Studio album by David Gray
- Released: 31 July 2000
- Recorded: Protocol Studios October 20–29, 1999
- Genre: Folk rock
- Length: 36:57
- Label: IHT/EastWest (UK) RCA/ATO (US)
- Producer: David Gray, Iestyn Polson, and Craig McClune

David Gray chronology
| White Ladder (1999) | Lost Songs 95-98 (2000) | The EPs 1992–1994 (2001) |

= Lost Songs 95–98 =

Lost Songs 95–98 is the fifth studio album by musician David Gray.

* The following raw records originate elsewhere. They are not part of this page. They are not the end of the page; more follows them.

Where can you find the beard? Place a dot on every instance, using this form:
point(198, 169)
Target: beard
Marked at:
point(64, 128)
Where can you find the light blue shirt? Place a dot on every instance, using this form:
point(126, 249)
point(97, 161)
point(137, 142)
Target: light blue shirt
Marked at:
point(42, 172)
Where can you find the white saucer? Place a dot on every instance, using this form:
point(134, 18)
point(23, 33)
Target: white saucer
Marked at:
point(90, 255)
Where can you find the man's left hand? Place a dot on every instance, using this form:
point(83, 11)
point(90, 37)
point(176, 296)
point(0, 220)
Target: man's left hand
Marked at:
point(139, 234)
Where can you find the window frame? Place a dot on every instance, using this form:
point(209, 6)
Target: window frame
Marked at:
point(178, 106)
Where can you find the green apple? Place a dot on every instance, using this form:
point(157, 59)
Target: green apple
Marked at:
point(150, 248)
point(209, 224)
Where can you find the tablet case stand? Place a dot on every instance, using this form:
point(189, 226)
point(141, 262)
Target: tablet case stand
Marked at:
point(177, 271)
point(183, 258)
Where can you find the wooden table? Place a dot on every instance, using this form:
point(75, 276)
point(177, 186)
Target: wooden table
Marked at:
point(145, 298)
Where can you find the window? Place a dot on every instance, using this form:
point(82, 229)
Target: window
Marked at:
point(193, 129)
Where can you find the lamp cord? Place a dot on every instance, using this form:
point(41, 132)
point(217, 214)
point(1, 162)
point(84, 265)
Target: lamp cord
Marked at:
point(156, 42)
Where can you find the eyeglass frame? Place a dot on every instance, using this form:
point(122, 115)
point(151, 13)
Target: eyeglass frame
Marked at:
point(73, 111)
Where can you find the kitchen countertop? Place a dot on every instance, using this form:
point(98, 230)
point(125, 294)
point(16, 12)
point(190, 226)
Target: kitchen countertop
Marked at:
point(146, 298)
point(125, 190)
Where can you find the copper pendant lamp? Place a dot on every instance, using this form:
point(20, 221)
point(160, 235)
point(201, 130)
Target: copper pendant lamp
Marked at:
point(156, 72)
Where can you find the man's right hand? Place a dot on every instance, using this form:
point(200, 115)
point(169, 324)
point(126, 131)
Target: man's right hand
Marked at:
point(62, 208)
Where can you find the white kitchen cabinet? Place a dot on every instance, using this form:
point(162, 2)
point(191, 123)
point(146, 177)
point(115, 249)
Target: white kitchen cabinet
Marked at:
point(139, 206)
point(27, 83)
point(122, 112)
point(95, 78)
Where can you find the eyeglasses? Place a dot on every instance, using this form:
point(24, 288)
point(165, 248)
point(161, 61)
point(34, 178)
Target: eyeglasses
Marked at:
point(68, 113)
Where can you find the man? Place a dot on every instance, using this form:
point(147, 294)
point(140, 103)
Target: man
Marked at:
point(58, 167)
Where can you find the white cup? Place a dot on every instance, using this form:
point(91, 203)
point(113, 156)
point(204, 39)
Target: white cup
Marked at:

Originally released on 31 July 2000, the album charted at number 55 in the UK. The album was re-released in the UK on 12 February 2001 and charted at number 7. The songs on the album were written between 1995 and 1998, and recorded over ten days in October 1999.

Professional ratings
Review scores
| Source | Rating |
| Allmusic | link |

==Track listing==

| No. | Title | Length |
|---|---|---|
| 1. | "Flame Turns Blue" | 4:53 |
| 2. | "Twilight" | 2:23 |
| 3. | "Hold On" | 1:55 |
| 4. | "As I'm Leaving" | 4:35 |
| 5. | "If Your Love Is Real" | 3:35 |
| 6. | "Tidal Wave" | 2:20 |
| 7. | "Falling Down the Mountainside" | 4:50 |
| 8. | "January Rain" | 2:45 |
| 9. | "Red Moon" | 3:26 |
| 10. | "A Clean Pair of Eyes" | 4:59 |
| 11. | "Wurlitzer" | 1:19 |

==Credits==

===Musicians===
- David Gray – vocals, guitar, Wurlitzer
- Craig McClune – drums, bass, backing vocals
- Tim Bradshaw – bass, piano, organ, Wurlitzer

===Production===
- Produced by David Gray, Iestyn Polson, and Craig McClune.
- Recorded and mixed by Iestyn Polson.
- Mastered by Dave Turner.
- Design by Yumi Matote.
- Photography by John Ross and Lawrence Watson.

==Charts==

===Weekly charts===

| Chart (2001) | Peak position |
|---|---|
| Irish Albums (IRMA) | 1 |
| Scottish Albums (OCC) | 7 |
| UK Albums (OCC) | 7 |
| US Billboard 200 | 153 |

===Year-end charts===

| Chart (2001) | Position |
|---|---|
| UK Albums (OCC) | 104 |

==Certifications==

| Region | Certification | Certified units/sales |
| United Kingdom (BPI) | Gold | 100,000^{^} |
^{^} Shipments figures based on certification alone.